In a three-page order filed Thursday, U.S. District Judge David D. Dowd Jr. issued a preliminary injunction that stops the layoff of 62 deputies set for Sunday and another 22 on April 17.
Judge Dowd is presiding over the remedy period that follows a successful inmates' class-action lawsuit. He appointed Toledo attorney Vincent M. Nathan to serve as special master (fact-finder) for the overcrowded and understaffed jail.
Nathan, in his report, recommended that the layoffs be put on hold because with that many guards gone, the result could be "serious injury or death to prisoners and staff."
Judge Dowd told both sides to respond to Nathan's recommendation by 11 a.m. Thursday. The county's Columbus lawyers, Daniel Downey and Mark Landes, did not file a response with the court.
The inmates' Akron lawyers, Robert Armbruster and Thomas Kelley, said they "concur entirely" with Nathan's recommendation.
The judge said the safety of the inmates and the community "absolutely requires this injunction."
He said he will revisit the injunction and staffing levels after the May 3 primary election, when the results of a half-cent sales tax will be known. Failure of the tax last year meant a loss of around $13 million and reduced county departments' budgets. The sheriff's department requested a $16.9 million budget for 2005 but was allocated $7.5 million.
If the cost estimates of Sheriff Randall A. Wellington are correct, it would cost $1.7 million to retain the current staff scheduled to be laid off Sunday and $800,000 more to keep those set to be furloughed April 17, Nathan said. The cost could run as high as $3 million, he said.
Last month, the judge denied a request made by Armbruster and Kelley to stop the layoff of 54 deputies. Nathan suggested that those layoffs remain because to undo them at this time would cause "logistical problems of substantial magnitude."
Nathan said in his report that Sunday's layoffs would leave only 42 deputies to work at the jail. The next round of layoffs would then reduce the number of jail guards to roughly 20, he said.
Nathan explained that, as it stands, the sheriff has 166 deputies, with 47 of them assigned to courts and other functions and 20 on some form of extended leave. He said that left 99 deputies to guard 435 inmates Monday, when he toured the jail and met with county officeholders.
The inmate population is steadily declining in response to an order from the common pleas judges that established a 13-stage release mechanism. Once all the inmates accused of misdemeanor crimes have been set free, the jail population will consist of about 300 inmates who are accused of or serving time for violent crimes, Nathan said. The goal was to reach 300 inmates left in the jail by today.

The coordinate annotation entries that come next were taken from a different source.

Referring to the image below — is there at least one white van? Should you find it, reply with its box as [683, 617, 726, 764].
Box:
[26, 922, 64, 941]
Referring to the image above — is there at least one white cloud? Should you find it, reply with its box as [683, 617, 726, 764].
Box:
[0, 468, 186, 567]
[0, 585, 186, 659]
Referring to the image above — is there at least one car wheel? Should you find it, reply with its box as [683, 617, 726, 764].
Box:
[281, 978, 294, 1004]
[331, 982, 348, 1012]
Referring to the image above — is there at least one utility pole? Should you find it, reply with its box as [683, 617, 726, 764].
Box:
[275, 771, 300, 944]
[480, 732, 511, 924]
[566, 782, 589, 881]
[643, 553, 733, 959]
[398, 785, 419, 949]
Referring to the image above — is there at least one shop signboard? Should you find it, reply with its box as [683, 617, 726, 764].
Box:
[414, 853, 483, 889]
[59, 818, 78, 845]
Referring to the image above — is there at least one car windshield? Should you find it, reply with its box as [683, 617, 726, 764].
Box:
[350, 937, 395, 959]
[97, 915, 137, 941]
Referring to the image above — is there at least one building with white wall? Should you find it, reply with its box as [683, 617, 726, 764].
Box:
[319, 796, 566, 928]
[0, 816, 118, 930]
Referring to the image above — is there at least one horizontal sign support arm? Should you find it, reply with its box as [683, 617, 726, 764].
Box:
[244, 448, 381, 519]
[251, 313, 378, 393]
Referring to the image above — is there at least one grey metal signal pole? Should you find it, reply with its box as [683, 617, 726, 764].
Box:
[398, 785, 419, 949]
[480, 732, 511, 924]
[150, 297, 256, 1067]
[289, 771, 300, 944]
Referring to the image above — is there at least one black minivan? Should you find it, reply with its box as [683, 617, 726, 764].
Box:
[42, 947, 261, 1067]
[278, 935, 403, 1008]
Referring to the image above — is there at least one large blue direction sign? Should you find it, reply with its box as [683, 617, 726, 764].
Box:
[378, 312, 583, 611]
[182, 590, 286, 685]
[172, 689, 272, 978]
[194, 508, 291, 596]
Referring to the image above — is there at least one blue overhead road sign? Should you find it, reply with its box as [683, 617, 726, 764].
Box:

Nathan said the jail faces two problems -- reducing the number of inmates through the emergency release mechanism and security staffing. He said 80 deputies will be needed to guard inmates and another 12 command and contract posts must be filled, such as warden, laundry deputy, commissary deputy and so forth.
Judge Dowd, in his order, said he wants the sheriff to give Nathan daily jail population counts until the number reaches 296. The federal judge also wants a weekly report on the number of early releases that comply with the common pleas judges' orders.
In a separate order, Judge Dowd set Nathan's hourly rate at $125 and granted the use of an assistant for $25 per hour.
Commissioner John McNally IV said the board was having its weekly meeting in Sebring on Thursday and had not had a chance to review Judge Dowd's order.
"I would like to see the order first and then talk to the other commissioners before offering a statement," McNally said Thursday afternoon.